我遇到了一些关于如何保护Aim远程跟踪(RT)服务器连接的问题,不知道你们能否帮助我解决。
我最近在Azure上搭建了一个虚拟机,它同时运行着Aim RT服务器和Aim UI。为了实现这个目的,我使用了docker-compose.yml
,它可以启动服务器和UI。这样就可以正常工作了,我可以从另一台机器记录运行并在UI中看到它们出现,非常棒。
然而,现在我想使用SSL安全地连接到远程跟踪服务器,就像这里描述的那样。我已经使用openssl创建了一个自签名的密钥和证书文件,就像这里描述的那样。
每当我使用以下命令启动服务器时,一切都似乎在正常工作,我没有收到任何错误等:
aim server --repo ~/mycontainer/aim/ --ssl-keyfile ~/secrets/server.key --ssl-certfile ~/secrets/server.crt --host 0.0.0.0 --dev --port 53800
但是当我尝试从另一台机器记录运行时,客户端会出现以下错误:
azureuser@ml-ci-jvranken-prd:~/cloudfiles/code/Users/jvranken/aim-tracking-server$ python aim_test.py
Failed to connect to Aim Server. Have you forgot to run `aim server` command?
Traceback (most recent call last):
File "/anaconda/envs/verhuiskans/lib/python3.10/site-packages/urllib3/connectionpool.py", line 715, in urlopen
httplib_response = self._make_request(
File "/anaconda/envs/verhuiskans/lib/python3.10/site-packages/urllib3/connectionpool.py", line 467, in _make_request
six.raise_from(e, None)
File "<string>", line 3, in raise_from
File "/anaconda/envs/verhuiskans/lib/python3.10/site-packages/urllib3/connectionpool.py", line 462, in _make_request
httplib_response = conn.getresponse()
File "/anaconda/envs/verhuiskans/lib/python3.10/http/client.py", line 1375, in getresponse
response.begin()
File "/anaconda/envs/verhuiskans/lib/python3.10/http/client.py", line 318, in begin
version, status, reason = self._read_status()
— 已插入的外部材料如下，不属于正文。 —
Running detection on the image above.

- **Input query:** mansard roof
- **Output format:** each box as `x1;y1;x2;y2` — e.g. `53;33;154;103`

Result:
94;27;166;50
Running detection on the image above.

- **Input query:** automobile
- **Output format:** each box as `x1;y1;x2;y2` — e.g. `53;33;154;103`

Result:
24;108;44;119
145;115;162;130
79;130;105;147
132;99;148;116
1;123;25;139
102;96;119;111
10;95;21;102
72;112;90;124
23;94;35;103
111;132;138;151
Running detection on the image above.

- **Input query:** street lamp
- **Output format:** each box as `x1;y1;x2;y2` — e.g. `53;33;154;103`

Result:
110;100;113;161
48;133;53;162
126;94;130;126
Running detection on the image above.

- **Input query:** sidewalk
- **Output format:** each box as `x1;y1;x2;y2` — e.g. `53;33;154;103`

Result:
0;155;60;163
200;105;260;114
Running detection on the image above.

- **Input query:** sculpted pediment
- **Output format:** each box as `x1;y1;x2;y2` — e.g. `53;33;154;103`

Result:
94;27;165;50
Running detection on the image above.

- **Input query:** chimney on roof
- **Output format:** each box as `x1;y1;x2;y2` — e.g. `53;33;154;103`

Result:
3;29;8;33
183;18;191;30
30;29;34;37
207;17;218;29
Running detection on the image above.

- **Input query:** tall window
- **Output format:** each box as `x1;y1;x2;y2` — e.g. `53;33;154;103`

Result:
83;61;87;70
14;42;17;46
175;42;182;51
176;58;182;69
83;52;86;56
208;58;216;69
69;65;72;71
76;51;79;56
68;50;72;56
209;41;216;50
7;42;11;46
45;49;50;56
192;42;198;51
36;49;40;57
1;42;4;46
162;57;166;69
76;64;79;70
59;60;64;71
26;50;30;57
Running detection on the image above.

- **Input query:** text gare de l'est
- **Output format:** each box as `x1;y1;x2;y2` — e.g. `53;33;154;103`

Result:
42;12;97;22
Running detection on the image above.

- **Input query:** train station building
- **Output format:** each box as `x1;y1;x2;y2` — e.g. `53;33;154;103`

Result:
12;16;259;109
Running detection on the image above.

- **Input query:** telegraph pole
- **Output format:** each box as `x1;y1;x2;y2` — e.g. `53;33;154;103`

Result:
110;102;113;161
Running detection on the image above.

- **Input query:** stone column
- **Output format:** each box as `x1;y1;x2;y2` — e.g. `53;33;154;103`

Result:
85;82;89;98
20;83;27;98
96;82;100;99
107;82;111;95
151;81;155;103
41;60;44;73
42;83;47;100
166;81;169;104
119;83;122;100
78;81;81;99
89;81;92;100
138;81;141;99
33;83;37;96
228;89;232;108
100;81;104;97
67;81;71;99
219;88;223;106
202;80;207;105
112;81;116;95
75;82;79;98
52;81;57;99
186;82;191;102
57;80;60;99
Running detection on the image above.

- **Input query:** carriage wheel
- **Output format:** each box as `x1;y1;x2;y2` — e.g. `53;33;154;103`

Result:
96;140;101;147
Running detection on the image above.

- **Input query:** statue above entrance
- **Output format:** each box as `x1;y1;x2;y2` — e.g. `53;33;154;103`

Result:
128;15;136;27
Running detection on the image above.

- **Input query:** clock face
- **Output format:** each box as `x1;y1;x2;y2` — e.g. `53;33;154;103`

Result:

File "/anaconda/envs/verhuiskans/lib/python3.10/http/client.py", line 287, in _read_status
raise RemoteDisconnected("Remote end closed connection without"
http.client.RemoteDisconnected: Remote end closed connection without response
During handling of the above exception, another exception occurred:
Traceback (most recent call last):
File "/anaconda/envs/verhuiskans/lib/python3.10/site-packages/requests/adapters.py", line 667, in send
resp = conn.urlopen(
File "/anaconda/envs/verhuiskans/lib/python3.10/site-packages/urllib3/connectionpool.py", line 799, in urlopen
retries = retries.increment(
File "/anaconda/envs/verhuiskans/lib/python3.10/site-packages/urllib3/util/retry.py", line 550, in increment
raise six.reraise(type(error), error, _stacktrace)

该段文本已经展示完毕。